It is utterly surprising that many tourists to Cebú do not know of the gem that is Carcar, a heritage city known for its period houses and delectable delicacies. Located south of Cebu City, the Queen City of the South, Carcar can be reached by car after a one and a half drive through well-paved roads. From the city, we passed by an impressive seaside highway, the SRP Road. The highway has a majestic view of the ocean, and it was clearly a treat for us to travel with such a sight.
We first passed-by the neo-classical Carcar Rotunda with its flamboyant pergola and white-painted lamp-posts. Nearby, we bought some of Carcar’s famed delicacies: chicharon that looked like deep-fried pork chops and Ampao, a native version of rice crispies.
Afterwards, we immediately sought out the numerous heritage houses located in the city particularly those located along Calle Sta. Catalina. The first house we visited was the Balay na Tisa [which literally means “house of tiles’]. The palatial home, which was closed, was owned by the Sarmiento – Osmeña families, two very affluent clans in the region.
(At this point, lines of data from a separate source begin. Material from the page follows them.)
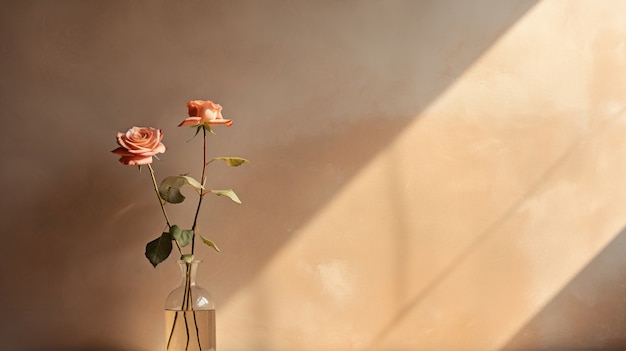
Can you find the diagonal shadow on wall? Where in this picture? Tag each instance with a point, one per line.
(588, 313)
(316, 70)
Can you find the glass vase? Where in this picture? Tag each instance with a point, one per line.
(189, 314)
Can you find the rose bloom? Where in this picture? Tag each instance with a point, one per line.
(206, 113)
(138, 145)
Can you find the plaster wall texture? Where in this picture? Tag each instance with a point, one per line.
(425, 175)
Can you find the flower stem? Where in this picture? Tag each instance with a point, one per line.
(156, 189)
(202, 181)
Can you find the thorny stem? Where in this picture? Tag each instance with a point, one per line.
(187, 305)
(156, 189)
(202, 181)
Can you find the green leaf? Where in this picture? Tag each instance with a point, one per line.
(169, 190)
(210, 243)
(232, 161)
(159, 249)
(182, 236)
(228, 192)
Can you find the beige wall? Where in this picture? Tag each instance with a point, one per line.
(426, 175)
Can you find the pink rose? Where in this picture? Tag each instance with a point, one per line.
(206, 113)
(138, 145)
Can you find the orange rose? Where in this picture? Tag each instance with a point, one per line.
(205, 113)
(138, 145)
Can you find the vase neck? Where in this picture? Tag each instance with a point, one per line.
(188, 271)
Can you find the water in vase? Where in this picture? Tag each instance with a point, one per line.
(190, 330)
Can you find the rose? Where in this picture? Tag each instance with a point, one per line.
(138, 145)
(205, 113)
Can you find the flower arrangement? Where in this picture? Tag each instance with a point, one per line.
(139, 145)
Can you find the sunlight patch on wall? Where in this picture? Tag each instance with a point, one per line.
(478, 214)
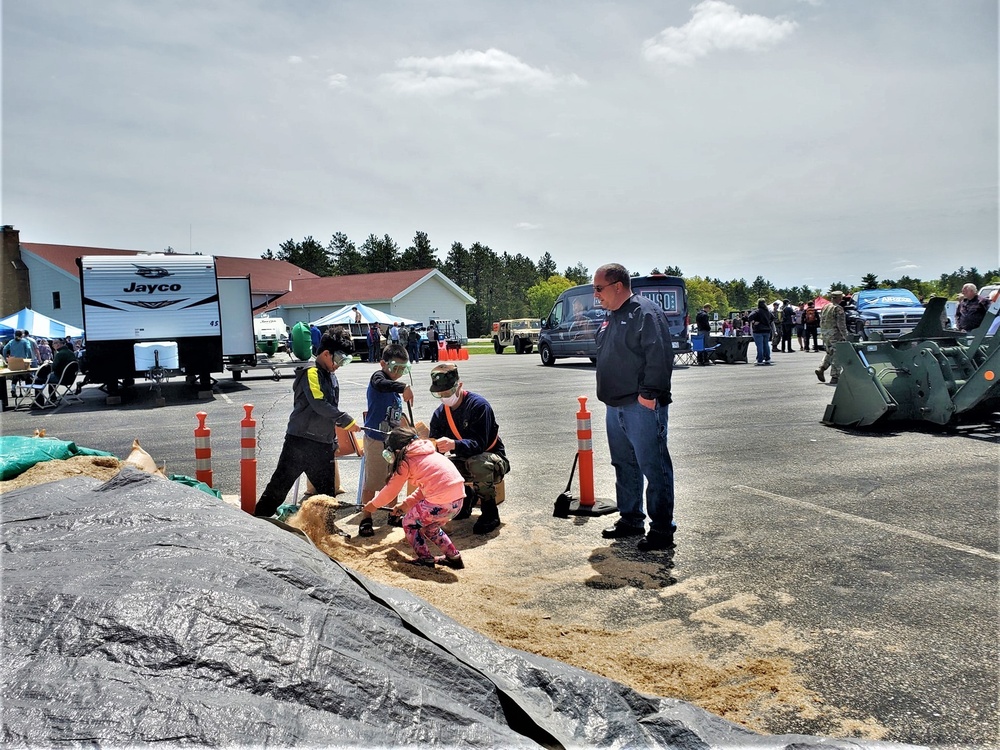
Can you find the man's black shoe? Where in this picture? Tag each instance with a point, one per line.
(620, 531)
(485, 524)
(655, 540)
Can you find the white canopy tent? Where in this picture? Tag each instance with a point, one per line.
(37, 324)
(345, 315)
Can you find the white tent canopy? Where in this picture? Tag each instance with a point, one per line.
(345, 315)
(37, 324)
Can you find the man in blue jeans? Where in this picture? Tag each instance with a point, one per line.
(634, 365)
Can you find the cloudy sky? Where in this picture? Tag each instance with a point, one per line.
(808, 141)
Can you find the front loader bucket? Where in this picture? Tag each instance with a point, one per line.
(860, 399)
(932, 380)
(982, 390)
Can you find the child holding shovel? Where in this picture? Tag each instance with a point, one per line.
(438, 497)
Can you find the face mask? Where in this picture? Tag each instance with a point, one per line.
(398, 368)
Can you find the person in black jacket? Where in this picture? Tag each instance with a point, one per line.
(761, 325)
(704, 331)
(311, 436)
(634, 365)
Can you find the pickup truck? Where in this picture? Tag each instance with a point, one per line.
(889, 313)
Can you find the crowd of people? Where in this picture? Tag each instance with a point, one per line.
(46, 359)
(456, 466)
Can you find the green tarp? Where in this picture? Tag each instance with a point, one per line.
(18, 454)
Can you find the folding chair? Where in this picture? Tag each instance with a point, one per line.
(685, 358)
(698, 347)
(59, 392)
(20, 384)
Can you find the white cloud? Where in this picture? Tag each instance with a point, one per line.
(471, 71)
(715, 25)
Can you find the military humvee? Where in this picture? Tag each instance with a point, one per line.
(522, 333)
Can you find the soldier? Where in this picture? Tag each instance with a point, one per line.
(465, 426)
(833, 327)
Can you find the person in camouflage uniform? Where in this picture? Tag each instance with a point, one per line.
(833, 328)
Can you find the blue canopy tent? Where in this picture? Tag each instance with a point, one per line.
(37, 324)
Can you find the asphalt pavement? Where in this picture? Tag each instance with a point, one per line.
(882, 547)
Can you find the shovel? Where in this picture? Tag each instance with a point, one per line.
(565, 500)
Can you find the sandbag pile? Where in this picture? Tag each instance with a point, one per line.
(137, 612)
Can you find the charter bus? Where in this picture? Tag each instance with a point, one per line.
(570, 329)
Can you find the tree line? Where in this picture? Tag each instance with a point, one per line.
(515, 286)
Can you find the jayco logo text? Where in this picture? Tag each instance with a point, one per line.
(152, 288)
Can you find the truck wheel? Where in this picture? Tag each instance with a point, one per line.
(545, 352)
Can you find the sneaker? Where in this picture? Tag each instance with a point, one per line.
(620, 531)
(466, 511)
(455, 562)
(485, 525)
(655, 540)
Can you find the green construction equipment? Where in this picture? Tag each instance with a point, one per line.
(931, 374)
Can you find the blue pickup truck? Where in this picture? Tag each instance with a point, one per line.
(888, 312)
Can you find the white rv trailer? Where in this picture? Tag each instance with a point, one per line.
(163, 313)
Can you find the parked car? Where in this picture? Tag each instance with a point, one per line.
(888, 313)
(521, 333)
(570, 329)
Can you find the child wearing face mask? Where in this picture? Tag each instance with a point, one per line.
(438, 497)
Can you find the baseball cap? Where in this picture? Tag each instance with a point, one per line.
(444, 378)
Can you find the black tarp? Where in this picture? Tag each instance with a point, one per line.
(141, 611)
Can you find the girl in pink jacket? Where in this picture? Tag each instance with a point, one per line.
(438, 497)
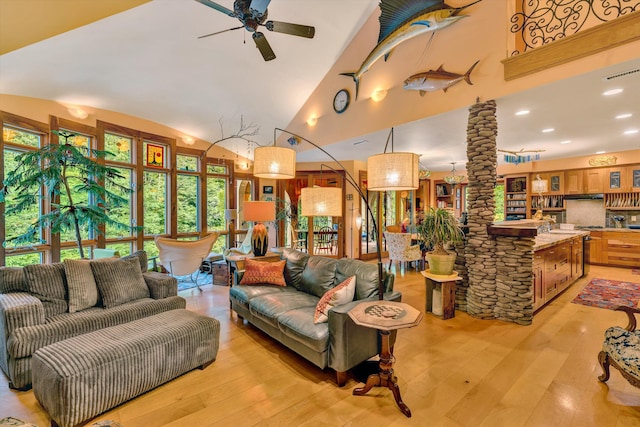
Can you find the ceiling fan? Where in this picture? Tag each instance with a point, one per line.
(253, 13)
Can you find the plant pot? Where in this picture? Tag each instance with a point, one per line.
(441, 264)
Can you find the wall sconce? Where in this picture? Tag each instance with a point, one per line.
(78, 112)
(378, 95)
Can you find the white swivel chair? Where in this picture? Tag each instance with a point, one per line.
(184, 257)
(401, 249)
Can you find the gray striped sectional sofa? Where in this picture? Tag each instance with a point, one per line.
(44, 304)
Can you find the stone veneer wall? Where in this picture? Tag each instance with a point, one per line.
(499, 280)
(514, 279)
(480, 248)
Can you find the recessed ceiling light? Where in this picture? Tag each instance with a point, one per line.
(613, 92)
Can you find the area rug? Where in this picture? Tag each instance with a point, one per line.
(609, 294)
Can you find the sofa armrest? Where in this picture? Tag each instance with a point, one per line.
(351, 344)
(160, 285)
(17, 310)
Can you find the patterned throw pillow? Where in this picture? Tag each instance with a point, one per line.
(119, 280)
(83, 291)
(341, 294)
(263, 273)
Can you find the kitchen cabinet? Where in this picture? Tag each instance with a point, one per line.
(538, 279)
(621, 248)
(617, 180)
(555, 182)
(553, 271)
(593, 181)
(573, 182)
(516, 204)
(577, 268)
(595, 248)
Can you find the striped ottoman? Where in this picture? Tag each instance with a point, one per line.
(81, 377)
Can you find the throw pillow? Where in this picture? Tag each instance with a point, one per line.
(119, 280)
(47, 282)
(263, 273)
(12, 280)
(83, 291)
(341, 294)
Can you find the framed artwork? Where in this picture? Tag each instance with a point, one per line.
(155, 156)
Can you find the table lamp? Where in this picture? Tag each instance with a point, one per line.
(259, 212)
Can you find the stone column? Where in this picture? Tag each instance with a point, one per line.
(480, 250)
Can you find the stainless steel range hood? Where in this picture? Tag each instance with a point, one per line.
(599, 196)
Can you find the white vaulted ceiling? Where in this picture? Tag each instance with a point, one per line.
(147, 62)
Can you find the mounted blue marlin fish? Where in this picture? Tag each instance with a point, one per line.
(402, 20)
(433, 80)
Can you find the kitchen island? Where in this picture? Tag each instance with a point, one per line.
(558, 262)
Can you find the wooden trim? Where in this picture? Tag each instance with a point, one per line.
(625, 29)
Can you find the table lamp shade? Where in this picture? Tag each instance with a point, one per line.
(321, 201)
(230, 214)
(274, 162)
(259, 212)
(393, 171)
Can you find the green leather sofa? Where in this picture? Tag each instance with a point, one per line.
(286, 313)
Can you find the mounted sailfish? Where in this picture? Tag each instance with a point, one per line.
(433, 80)
(402, 20)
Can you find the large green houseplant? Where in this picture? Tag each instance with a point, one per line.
(438, 229)
(80, 189)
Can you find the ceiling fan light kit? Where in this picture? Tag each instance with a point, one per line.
(253, 14)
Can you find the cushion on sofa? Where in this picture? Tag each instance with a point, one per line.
(296, 263)
(263, 273)
(319, 276)
(341, 294)
(119, 280)
(12, 280)
(141, 256)
(26, 340)
(47, 282)
(366, 275)
(83, 291)
(270, 306)
(298, 324)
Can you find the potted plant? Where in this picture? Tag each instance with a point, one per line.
(76, 184)
(438, 229)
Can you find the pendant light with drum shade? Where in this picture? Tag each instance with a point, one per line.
(274, 162)
(393, 171)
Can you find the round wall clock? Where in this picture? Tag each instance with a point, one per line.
(341, 101)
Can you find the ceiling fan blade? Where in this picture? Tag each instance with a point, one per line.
(217, 7)
(263, 46)
(260, 6)
(293, 29)
(220, 32)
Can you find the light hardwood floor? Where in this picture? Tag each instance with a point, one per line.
(458, 372)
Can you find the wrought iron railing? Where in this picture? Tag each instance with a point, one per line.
(539, 22)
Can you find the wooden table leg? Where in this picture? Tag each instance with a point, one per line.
(385, 377)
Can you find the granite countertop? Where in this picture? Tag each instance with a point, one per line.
(546, 240)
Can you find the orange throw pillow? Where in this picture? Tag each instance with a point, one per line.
(341, 294)
(263, 273)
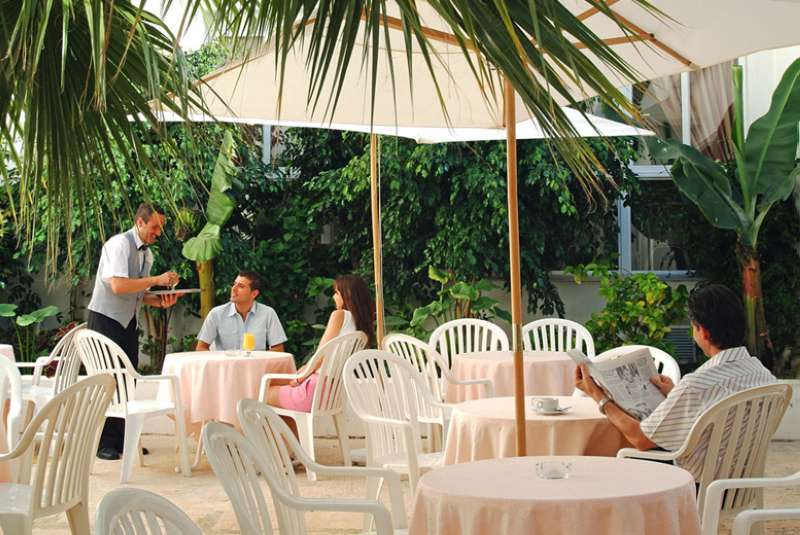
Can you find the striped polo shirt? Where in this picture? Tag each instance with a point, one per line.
(726, 373)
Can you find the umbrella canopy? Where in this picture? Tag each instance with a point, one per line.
(695, 34)
(586, 125)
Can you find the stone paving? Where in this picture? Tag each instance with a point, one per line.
(203, 499)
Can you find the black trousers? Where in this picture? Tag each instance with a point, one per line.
(113, 435)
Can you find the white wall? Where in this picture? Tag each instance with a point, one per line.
(762, 72)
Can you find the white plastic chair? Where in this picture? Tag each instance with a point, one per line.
(241, 467)
(744, 521)
(465, 336)
(384, 391)
(128, 511)
(11, 392)
(100, 354)
(735, 432)
(65, 354)
(556, 334)
(276, 444)
(329, 397)
(665, 364)
(69, 430)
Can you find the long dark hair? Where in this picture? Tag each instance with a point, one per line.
(358, 300)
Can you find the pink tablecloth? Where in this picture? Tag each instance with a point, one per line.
(602, 496)
(547, 373)
(212, 383)
(485, 429)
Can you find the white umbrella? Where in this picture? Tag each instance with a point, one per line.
(696, 34)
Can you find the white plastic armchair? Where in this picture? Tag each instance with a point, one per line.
(68, 429)
(732, 437)
(431, 365)
(129, 511)
(101, 355)
(665, 364)
(556, 334)
(384, 391)
(744, 521)
(276, 444)
(329, 396)
(68, 365)
(240, 467)
(467, 335)
(11, 392)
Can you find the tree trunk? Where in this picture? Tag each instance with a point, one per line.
(205, 272)
(758, 341)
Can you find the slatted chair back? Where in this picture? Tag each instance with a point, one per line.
(383, 390)
(737, 431)
(11, 393)
(665, 364)
(274, 441)
(556, 334)
(239, 467)
(129, 511)
(69, 362)
(100, 354)
(68, 430)
(426, 361)
(465, 336)
(329, 392)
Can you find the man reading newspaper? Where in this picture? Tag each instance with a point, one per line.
(718, 327)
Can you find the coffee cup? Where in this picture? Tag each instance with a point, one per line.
(545, 404)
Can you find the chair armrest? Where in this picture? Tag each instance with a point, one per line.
(383, 520)
(716, 491)
(267, 377)
(487, 383)
(633, 453)
(745, 520)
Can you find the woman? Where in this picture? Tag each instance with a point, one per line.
(354, 312)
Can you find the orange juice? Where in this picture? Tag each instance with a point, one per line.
(248, 342)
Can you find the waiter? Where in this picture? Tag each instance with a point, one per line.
(120, 286)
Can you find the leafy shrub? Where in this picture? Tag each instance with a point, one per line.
(639, 308)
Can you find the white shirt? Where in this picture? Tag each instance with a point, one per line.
(726, 373)
(114, 256)
(224, 327)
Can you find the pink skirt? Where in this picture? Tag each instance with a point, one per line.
(300, 397)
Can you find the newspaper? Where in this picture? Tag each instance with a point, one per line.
(626, 380)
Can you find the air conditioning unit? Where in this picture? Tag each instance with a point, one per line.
(681, 339)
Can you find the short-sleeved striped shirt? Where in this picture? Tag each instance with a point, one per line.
(726, 373)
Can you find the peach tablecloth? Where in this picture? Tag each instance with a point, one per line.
(485, 429)
(547, 373)
(212, 382)
(602, 496)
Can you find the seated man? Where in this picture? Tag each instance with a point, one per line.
(718, 327)
(226, 324)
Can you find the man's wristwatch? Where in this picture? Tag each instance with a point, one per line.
(601, 405)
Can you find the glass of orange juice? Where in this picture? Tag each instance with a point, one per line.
(248, 343)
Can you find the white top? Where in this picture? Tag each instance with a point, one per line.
(114, 257)
(728, 372)
(223, 328)
(348, 325)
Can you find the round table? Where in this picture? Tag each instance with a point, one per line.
(212, 382)
(602, 495)
(485, 429)
(547, 373)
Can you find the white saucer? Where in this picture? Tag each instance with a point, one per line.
(560, 410)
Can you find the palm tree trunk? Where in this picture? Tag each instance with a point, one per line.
(758, 341)
(205, 272)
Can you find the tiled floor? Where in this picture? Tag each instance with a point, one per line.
(203, 499)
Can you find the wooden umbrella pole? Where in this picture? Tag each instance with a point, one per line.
(377, 257)
(514, 261)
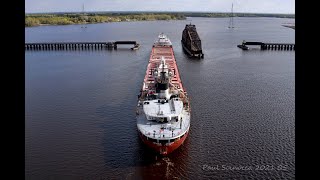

The house was built in 1859 and is a typical representation of the bahay-na-bato tradition found throughout the archipelago. From here, we made our way up the street where other heritage homes such as the Mercado and Noel houses stood. At the intersection of the national highway was an aqua-green house with gay tracery and iron works that now serves a commercial purpose.
The main feature, however, of Carcar was its church complex. I was really charmed by the silence and presence of beauty in the said plaza. Located at the front-center was a flamboyant monument to Rizal. Nearby is a public school house that was put up by the Americans throughout the islands. I presume it was indeed built in 1905 as the date is painted prominently on the schoolhouse.
Located east of this was the municipal hall, which is in a faux art-nouveau structure that tastefully mimics the Carcar Musuem. Located beside the municipal hall is the Carcar Museum which is housed in the former Carcar Dispensary.
The Carcar Museum’s impressively-preserved exterior and interior showcase the finest features of la arquitectura mestiza. Exquisite callado or wood tracery, Machuca tiles, stained glass windows and period furniture made of hard-wood add character to the museum. The effort of the local government to maintain a heritage structure, and at the same, preserve its town’s memory in a museum, is noteworthy and laudable. I wasn’t able to read though what made Carcar a rich city. I didn’t see any fields in the area and neither did I see a seaport nearby. For a town to have big bahay na batos, it means that the place wa/is a place of prosperity. However, I didn’t see or read anything that informed on their major industries.
We then visited the Church of Sta. Catalina de Alejandria, a church built by the Augustinians between 1860 to 1875. The church’s bell-towers are its most prominent features because they are topped with onion-shaped roofs which are uncommon here. These remind one of Orthodox churches and as such, one’s curiosity is piqued as to why these were copied for the church. Some elements of the church exteriors were Moorish in inspiration as well as neo-Gothic. Unfortunately, and quite peculiarly, the church was closed when we arrived (a little past the hour of eleven in the morning) and so, we weren’t able to see the interiors of the church. As far as I know, the church also features angels (or is it female saints?) holding up lamps on the sides of main aisle.
After lighting a few candles (sold to us by a mother-and-son tandem constantly bugging us), we headed for the Carcar Public Market for some good old Carcar/Cebu Lechon. The market was clean and it didn’t have the stench and filth of other wet markets. Likewise, they had a separate section for the lechon stalls and carinderias. Upon hearing that a kilo of lechon was only for a measly 280 Pesos, we immediately ordered and munched away on those crispy, delectable skins. Although it is customary to eat Cebu lechon only by itself or at the most, with toyo (soy sauce), Ana and I simply had to look around the market and buy our fill of Mang Tomas. Luckily, there was at least one stall selling it.
Also to be found in abundance in the market are different kakanins, puso, chicharon, ampao, etc. These we bought for pasalubongs and left with tummies filled and bodies prepared for an entire afternoon of cultural tours back at Cebu City.
Carcar has so much untapped potential. Leaving the city made me wonder why the city has yet to employ the help of massive tourism marketing and structural improvements. Carcar can be the Vigan of the South if only they ferociously promote their city that undeniably has charm and character. We should realize that cultural heritage, whether it be tangible (structures, articles of clothing, food, etc) or intangible (oral traditions, languages, songs, etc) plays a vital role in tourism, community identity and even, social development.